Wie damals trifft man auch heute auf offene und auf taube Ohren. Wie die Zweiundsiebzig werden auch wir mit diesem Anliegen bei manchen aufgenommen und mancherorts auf Ablehnung stoßen. Doch das soll uns nicht aufhalten, dennoch zu sagen und zu zeigen, dass Gott nahe ist.

Übrigens kann das mit den tauben Ohren durchaus für unsere traditionellen und vermeintlich gut katholischen Gemeinden auch zutreffen. Würde Jesus heute dann vielleicht sagen „Weh dir, Ottmaring! Weh dir, Paar! Denn wenn in Frankfurt und Hamburg die Machttaten geschehen wären, die bei euch geschehen sind – längst schon wären sie in Sack und Asche umgekehrt! Und du, Rinnenthal, wirst du etwa bis zum Himmel erhoben werden“ (vgl. Lk 10,13&15)?

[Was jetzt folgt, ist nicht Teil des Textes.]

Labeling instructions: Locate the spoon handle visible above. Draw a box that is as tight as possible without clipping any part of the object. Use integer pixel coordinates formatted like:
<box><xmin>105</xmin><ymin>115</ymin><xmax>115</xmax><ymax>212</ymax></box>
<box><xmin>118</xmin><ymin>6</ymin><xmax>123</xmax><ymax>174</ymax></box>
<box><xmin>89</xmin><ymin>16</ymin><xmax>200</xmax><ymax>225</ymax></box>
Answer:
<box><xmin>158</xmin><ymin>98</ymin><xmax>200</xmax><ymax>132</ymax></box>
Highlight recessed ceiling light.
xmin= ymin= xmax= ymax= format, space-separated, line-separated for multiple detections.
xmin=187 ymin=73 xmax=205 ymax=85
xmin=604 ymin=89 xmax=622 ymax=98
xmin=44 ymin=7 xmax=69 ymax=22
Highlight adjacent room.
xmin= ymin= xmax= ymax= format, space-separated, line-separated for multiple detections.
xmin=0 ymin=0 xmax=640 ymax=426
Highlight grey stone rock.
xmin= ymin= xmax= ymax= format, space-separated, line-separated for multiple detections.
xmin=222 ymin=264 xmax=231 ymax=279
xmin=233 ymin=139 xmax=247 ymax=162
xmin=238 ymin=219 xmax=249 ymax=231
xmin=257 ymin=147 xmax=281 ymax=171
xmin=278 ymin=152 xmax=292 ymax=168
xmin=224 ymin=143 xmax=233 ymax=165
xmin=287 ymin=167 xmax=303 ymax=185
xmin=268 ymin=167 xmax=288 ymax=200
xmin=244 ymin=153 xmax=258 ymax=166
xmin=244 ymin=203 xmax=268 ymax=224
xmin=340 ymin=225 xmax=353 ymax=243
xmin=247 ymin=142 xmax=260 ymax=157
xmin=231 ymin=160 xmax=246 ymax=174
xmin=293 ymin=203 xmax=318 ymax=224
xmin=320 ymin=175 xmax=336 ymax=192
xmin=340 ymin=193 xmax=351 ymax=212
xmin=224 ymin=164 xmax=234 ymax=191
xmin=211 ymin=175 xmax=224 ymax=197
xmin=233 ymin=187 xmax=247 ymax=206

Was sagt uns, der Kirche heute, uns, die wir hier heute in der Kirche versammelt sind die Aussendung der Zweiundsiebzig? 

Auf alle Fälle will uns Jesus mehr als ermutigen, so wie die damals von ihm bestimmten Männer und Frauen, in unsere Welt zu gehen, das Heil, das Gottes Nähe bedeutet, zu bringen, mit Worten und von allem mit heilsamen Taten. Lassen wir uns dabei nicht beirren, wenn es auch mal nicht so klappt, wie wir es uns wünschen würden. Gleichzeitig: passen wir auf, dass wir nicht meinen, dass wir selbst ja schon das Heil sicher „in der Tasche“ hätten. Und wenn unsere „Mission“ erfolgreich ist, dann dürfen wir uns darüber freuen, aber noch wichtiger als das und noch mehr Grund zur Freude soll uns sein, dass auch „unsere Namen im Himmel verzeichnet sind“ (Lk 10,20) sind.